Expand the periodic function

$f(x) = \left\{ \begin{array}{rcl} {-k} & \mbox {when} & -\pi \lt x \lt 0 \\ +k & \mbox{when} & 0 \lt x \lt \pi \end{array}\right.$ and when $f(x+2\pi)=f(x)$.

To obtain the Fourier coefficients $a_n$ and $b_n$ you do the following integration $a_n= \frac{1}{\pi}\int_{-\pi}^{+\pi}{k\cos(nx)dx}$ and $b_n= \frac{1}{\pi}\int_{-\pi}^{+\pi}{k\sin(nx)dx}$ This will show that $a_n=0$ and $b_n=\frac{4k}{n\pi}$ when n is odd and $b_n=0$ when n is even.
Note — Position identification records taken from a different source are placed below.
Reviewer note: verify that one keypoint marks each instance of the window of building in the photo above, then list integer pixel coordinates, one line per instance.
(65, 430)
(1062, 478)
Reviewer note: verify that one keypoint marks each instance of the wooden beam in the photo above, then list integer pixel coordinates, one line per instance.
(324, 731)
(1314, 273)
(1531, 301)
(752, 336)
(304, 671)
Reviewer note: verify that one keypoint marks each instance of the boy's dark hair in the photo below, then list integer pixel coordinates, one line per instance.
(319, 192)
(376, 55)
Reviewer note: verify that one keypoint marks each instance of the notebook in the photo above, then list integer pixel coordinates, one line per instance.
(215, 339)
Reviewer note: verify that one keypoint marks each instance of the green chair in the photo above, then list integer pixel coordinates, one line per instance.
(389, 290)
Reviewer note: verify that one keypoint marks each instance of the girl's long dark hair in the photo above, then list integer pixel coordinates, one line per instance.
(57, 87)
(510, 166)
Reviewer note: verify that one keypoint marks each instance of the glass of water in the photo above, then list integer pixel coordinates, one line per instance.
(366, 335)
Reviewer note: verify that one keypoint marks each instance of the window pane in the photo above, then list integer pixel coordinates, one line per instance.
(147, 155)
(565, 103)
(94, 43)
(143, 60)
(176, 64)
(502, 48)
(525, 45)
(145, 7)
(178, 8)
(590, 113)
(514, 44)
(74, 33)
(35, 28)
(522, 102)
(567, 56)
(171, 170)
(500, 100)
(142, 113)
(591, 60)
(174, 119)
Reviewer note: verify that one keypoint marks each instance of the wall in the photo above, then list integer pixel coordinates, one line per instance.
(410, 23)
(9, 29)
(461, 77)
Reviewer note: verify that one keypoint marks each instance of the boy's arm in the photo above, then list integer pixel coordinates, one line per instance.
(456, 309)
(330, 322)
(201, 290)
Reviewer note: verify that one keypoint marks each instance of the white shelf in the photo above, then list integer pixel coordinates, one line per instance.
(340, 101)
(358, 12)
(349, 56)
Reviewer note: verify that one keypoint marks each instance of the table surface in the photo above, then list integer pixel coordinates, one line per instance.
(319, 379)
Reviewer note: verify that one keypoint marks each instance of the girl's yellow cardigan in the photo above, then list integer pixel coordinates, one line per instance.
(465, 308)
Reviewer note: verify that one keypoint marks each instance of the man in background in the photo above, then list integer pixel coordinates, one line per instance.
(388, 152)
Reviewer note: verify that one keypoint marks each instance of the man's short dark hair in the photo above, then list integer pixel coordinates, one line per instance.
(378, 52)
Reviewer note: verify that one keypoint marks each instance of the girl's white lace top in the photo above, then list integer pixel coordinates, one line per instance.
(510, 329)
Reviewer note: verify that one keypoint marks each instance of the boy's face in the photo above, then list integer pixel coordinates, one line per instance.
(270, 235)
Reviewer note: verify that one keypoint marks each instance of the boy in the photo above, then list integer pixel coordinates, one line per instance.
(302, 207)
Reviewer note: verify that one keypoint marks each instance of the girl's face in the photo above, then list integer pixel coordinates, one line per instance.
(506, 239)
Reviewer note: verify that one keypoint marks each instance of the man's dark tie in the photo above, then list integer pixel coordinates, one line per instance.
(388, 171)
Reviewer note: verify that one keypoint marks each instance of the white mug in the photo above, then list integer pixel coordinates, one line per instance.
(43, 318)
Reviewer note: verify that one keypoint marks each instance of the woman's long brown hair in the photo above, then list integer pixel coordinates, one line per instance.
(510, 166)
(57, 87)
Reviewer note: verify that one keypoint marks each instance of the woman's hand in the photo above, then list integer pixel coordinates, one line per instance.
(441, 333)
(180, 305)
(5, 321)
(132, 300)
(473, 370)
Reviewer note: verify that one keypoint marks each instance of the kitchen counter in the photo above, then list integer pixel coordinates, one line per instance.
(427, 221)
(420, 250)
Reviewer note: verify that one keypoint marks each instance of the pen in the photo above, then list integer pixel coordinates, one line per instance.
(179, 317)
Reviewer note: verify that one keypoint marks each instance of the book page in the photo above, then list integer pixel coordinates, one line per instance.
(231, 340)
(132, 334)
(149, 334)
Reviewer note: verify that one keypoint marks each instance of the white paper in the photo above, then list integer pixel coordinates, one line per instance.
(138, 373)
So $f(x)=\frac{4k}{\pi}\left(\sin x + \frac{1}{3}\sin 3x+\frac{1}{5}\sin 5x+\dots\right)$ Now we know $f(x)=+k$ when $ 0 \lt x \lt \pi$. So $f(\frac{\pi}{2})=+k$ and hence $ k=\frac{4k}{\pi}\left(\sin\frac{\pi}{2} + \frac{1}{3}\sin3\frac{\pi}{2}+\frac{1}{5}\sin5\frac{\pi}{2}+\dots\right)$ $\Rightarrow \frac{\pi}{4}=1-\frac{1}{3}+\frac{1}{5}-\frac{1}{7}+\dots$ Now let $ \frac{1}{1 \cdot 3} - \frac{1}{3\cdot5} +\frac{1}{5\cdot 7} - \cdots = S_1. $$\Rightarrow S_1=\frac{1}{2}\left[\frac{3-1}{1 \cdot 3}- \frac{5-3}{3\cdot5} +\frac{7-5}{5\cdot 7} - \cdots\right]$ $\Rightarrow 2S_1=\left[1-2\cdot\frac{1}{3}+2\cdot\frac{1}{5}-2\cdot\frac{1}{7}- \cdots\right]$$\Rightarrow 2S_1=\left[1+2\left(\frac{\pi}{4}-1\right)\right]$$\Rightarrow S_1=\frac{\pi}{4}-\frac{1}{2}$$\Rightarrow \frac{1}{1 \cdot 3} - \frac{1}{3\cdot5} +\frac{1}{5\cdot 7} - \cdots=\frac{\pi}{4}-\frac{1}{2}$ I think this is what you are looking for in the first part.